Salve, ho un problemino... dopo aver fatto l'emerge world, in fase di login mi viene chiesta due volte la password... perché?

Esempio:

```

login: ciccio

password: ****

password: ****

ciccio@pacinotti ~$ _

```

Qualcuno ha avuto lo stesso problema?

Grazie e ciaoLast edited by comio on Tue Sep 16, 2003 2:54 pm; edited 1 time in total

----------

## fedeliallalinea

Anche con root succede?

----------

## comio

 *fedeliallalinea wrote:*   

> Anche con root succede?

 

Anche!

Qualche idea?

----------

## leon_73

non e' che hai pasticciato con i file relativi alla autenticazione Pam?

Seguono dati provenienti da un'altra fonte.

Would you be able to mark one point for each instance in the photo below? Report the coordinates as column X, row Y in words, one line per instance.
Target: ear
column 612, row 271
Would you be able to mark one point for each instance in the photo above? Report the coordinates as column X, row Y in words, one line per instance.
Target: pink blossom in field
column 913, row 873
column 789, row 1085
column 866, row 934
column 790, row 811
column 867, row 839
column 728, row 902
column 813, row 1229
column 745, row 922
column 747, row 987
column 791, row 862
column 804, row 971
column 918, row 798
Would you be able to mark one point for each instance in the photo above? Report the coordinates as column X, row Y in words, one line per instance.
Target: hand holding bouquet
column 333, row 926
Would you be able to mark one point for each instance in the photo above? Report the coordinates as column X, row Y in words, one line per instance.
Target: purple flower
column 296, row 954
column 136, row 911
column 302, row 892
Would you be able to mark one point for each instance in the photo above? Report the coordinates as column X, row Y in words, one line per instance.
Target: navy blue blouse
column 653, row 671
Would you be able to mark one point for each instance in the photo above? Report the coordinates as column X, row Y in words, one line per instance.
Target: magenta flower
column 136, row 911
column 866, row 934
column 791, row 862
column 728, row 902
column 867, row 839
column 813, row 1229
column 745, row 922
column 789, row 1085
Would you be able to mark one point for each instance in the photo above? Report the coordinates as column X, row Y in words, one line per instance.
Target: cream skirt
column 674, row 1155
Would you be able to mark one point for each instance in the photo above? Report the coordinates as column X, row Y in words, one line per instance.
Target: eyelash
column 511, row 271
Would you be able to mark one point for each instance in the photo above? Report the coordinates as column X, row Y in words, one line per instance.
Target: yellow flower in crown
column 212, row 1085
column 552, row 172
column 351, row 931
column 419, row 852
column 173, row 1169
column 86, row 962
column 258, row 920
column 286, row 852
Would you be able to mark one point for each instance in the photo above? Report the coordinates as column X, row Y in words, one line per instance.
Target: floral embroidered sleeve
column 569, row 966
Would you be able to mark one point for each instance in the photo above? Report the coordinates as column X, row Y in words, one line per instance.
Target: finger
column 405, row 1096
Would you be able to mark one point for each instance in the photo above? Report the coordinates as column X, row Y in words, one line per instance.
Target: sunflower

A me era successo una cosa simile per quel motivo.

Leo

----------

## hellraiser

mai visto e sentito cosa simile...   :Shocked: 

ma alla fine riesci a loggarti ?

----------

## IgaRyu

Umm da quanto no sentivo sta cosa della doppia richiesta di password... dai tempi dei trojoans di login .. okkio

Joe

----------

## comio

Non ho modificato i files di PAM... quindi non so...

La cosa mi lascia troppo perplesso, ma vorrei evitare di dover reinstallare tutto per questa storia.

----------

## cerri

C'e' qualcosa nei log?

Se alla prima domanda (o alla seconda) la password la sbagli ti logghi uguale?

----------

## comio

se sbaglio una delle due password non mi fa entrare.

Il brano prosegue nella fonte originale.